The injection of liquidity is inadequate in a situation where a recession has already started and credit would not start flowing simply because banks could access more liquidity, Prof Prabhat Patnaik of JNU's Center for Economic Studies and Planning said on Thursday.
There must be adequate demand by solvent and worthwhile borrowers for credit to launch viable projects and that is not happening, he said, participating in a discussion on global financial crisis in the United Nations.
Patnaik said the problem is that real lives of millions of people were determined by the whims of 'a bunch of speculators' under the free market system who were interested not in the long-term yield on assets, but only in the short-term appreciation in asset values.
Nobel Laureate and former World Bank chief economist Joseph Stiglitz opined that the US and the Bretton Woods institutions had failed to adequately address the global financial crisis, and the United Nations must intervene as the one institution that was inclusive and had political legitimacy.
Stiglitz said while the crisis bore a 'made in the United States' label, it was in fact worldwide and required a global response, reflect an understanding of the necessary balance between government and markets, and respect the principles of democratic due process, including full transparency.
Patnaik said the new growth stimulus would have to come not from some new speculative bubble, but from enlarged government expenditure that directly improved people's livelihoods, both in the advanced and developing economies, and that is geared towards improving the world's foodgrain output, by revamping peasant agriculture.
"We are now at another Bretton Woods moment," Stiglitz said, noting the Bretton Woods institutions had been founded to maintain global economic stability and employment, not to push capital and financial market liberalisation or promote contractionary fiscal policy amid depression or a recession.
Liberalisation had led to advanced growth, but also increased instability and the global financial system had often worked to the disadvantage of developing countries, he added.
Emerging economies had little, if any, representation in decision-making, and governance structure reform of the International Monetary Fund had been insufficient, he said, waring that the current crisis also threatened to exacerbate poverty in developing nations, and the IMF had failed to propose adequate reform measures to avert the danger.
That situation must change, he said.
Creation of an external shock facility, he added, is a good idea, as is creating a multilateral reserve system with greater stability. There must also be more global cooperation in setting macroeconomic policies, and the creation of a
global financial regulatory commission should be studied.
The global response must also be based on rebuilding trust in the financial markets.

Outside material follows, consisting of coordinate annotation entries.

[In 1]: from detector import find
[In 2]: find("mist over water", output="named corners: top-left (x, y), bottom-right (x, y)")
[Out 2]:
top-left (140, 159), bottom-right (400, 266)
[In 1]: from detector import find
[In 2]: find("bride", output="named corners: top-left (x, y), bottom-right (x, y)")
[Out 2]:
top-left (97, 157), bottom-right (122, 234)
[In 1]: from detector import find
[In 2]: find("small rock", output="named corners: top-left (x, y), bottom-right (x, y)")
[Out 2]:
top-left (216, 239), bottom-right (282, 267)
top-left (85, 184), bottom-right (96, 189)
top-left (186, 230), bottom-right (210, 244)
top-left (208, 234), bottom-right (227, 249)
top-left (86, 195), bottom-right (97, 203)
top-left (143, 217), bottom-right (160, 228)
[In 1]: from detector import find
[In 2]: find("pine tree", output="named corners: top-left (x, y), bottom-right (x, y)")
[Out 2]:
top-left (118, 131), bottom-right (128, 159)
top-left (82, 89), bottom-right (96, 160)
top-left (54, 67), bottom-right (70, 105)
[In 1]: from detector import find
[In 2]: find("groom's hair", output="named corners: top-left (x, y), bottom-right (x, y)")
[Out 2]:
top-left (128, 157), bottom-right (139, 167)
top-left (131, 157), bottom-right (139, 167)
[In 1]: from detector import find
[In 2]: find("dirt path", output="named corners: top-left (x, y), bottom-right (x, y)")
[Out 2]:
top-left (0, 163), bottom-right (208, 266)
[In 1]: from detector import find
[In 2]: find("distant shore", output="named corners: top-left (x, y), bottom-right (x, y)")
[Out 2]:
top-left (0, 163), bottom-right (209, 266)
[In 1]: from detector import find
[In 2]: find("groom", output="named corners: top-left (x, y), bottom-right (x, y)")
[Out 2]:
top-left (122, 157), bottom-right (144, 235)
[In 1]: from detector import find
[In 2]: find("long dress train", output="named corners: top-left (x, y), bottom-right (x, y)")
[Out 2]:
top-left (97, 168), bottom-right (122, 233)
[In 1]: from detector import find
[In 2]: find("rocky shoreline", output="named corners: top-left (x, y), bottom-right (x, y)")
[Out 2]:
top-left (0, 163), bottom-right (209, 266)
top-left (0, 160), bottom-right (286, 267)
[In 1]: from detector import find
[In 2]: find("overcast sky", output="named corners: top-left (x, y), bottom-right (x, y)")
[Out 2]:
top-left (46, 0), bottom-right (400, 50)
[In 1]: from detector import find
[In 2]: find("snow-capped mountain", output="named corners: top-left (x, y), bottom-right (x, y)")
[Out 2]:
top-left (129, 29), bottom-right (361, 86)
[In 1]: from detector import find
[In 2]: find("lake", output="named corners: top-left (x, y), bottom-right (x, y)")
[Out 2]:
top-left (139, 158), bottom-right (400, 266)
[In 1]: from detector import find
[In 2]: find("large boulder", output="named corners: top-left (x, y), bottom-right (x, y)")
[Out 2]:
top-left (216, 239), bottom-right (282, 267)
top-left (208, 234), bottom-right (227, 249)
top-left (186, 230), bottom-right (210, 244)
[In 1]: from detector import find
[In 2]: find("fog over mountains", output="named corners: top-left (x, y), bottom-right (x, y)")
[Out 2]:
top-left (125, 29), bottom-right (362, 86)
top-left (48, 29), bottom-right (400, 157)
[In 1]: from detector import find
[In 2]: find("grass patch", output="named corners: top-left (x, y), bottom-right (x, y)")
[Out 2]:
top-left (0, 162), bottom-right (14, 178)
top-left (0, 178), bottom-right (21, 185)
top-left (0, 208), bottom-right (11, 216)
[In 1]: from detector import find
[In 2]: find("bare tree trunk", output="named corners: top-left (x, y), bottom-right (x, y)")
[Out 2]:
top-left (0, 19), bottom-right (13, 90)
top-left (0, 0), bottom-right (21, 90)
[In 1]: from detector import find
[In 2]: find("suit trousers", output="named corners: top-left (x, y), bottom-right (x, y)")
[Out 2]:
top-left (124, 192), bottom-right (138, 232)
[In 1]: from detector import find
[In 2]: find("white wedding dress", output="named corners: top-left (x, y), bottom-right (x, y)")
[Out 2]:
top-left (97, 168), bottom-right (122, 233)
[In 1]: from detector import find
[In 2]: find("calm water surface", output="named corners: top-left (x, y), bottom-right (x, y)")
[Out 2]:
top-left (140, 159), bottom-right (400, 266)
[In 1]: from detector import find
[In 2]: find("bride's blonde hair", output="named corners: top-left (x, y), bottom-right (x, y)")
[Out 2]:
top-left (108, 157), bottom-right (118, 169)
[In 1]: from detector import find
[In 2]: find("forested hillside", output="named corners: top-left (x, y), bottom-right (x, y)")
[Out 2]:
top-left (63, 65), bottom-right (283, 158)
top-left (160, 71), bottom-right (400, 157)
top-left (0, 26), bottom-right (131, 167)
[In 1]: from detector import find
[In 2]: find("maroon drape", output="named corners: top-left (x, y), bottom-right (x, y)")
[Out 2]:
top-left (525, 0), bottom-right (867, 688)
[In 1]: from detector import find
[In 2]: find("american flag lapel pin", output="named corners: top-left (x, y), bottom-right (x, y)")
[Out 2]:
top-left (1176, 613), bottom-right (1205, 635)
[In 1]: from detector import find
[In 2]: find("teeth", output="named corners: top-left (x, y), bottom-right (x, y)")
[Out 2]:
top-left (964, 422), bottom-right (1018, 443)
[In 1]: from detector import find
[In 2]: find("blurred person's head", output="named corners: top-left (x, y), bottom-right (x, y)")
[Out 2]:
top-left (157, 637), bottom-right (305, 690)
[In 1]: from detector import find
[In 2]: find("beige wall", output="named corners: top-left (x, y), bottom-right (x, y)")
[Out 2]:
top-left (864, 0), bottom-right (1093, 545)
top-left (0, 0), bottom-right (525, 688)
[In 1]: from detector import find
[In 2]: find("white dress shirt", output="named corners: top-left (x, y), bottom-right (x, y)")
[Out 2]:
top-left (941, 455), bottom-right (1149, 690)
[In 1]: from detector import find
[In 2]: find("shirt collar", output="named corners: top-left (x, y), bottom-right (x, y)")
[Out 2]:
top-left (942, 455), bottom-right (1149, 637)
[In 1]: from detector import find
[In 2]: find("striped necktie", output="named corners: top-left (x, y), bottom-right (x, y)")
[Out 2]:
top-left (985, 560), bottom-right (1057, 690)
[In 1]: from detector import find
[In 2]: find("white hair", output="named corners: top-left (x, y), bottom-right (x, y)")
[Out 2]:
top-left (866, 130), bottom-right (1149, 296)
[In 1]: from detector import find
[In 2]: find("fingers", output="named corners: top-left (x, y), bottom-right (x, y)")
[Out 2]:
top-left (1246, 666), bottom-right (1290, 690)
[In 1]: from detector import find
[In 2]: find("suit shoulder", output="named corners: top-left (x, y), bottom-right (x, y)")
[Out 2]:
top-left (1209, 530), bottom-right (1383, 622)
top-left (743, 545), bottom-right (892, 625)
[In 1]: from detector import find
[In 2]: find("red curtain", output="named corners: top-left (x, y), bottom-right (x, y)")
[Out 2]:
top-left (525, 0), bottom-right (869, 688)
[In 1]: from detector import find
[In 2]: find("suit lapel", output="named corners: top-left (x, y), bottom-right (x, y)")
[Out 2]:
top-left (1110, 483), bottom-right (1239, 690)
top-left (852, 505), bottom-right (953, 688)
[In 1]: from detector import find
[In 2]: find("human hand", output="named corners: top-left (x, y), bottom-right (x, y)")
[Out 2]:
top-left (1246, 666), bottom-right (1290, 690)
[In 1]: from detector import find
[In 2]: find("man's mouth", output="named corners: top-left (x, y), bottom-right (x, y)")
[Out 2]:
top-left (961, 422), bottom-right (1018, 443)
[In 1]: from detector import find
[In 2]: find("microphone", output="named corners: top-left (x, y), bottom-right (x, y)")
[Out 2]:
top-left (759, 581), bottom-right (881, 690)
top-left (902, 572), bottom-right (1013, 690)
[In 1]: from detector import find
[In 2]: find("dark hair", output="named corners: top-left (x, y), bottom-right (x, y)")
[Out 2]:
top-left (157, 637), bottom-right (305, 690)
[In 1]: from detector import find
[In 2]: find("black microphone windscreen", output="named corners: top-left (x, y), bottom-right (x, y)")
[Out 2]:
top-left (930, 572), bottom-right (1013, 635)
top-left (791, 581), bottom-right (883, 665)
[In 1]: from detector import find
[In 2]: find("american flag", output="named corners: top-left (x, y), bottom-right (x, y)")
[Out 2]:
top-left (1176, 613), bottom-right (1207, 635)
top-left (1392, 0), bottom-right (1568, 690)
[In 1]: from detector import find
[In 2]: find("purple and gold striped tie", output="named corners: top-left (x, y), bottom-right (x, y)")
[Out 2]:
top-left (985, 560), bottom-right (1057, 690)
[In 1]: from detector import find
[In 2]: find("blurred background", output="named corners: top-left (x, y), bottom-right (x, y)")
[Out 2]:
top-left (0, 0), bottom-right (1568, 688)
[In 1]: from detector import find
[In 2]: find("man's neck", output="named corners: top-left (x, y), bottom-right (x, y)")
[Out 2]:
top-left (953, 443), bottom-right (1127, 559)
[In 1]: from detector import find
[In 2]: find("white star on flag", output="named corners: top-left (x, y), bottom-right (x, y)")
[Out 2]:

"The financial markets did not do what they were supposed to do, which was to manage risks and allocate capital," Stiglitz said, adding, "We're not going to restore confidence to the markets and the global economy until we re-earn that trust."
General Assembly President Miguel d'Escoto Brockmann agreed with that assessment, saying it is unreasonable to recommend that a little tinkering would restore prosperity or confidence.
While states must pick up the pieces, it would be folly to put the global financial system back together as it had been.
The international community had the responsibility and the opportunity to identify longer-term measures beyond protecting banks, stabilising credit markets and reassuring big investors, he stressed.
He added the stakes are too high for half-measures and quick fixes put together behind closed doors.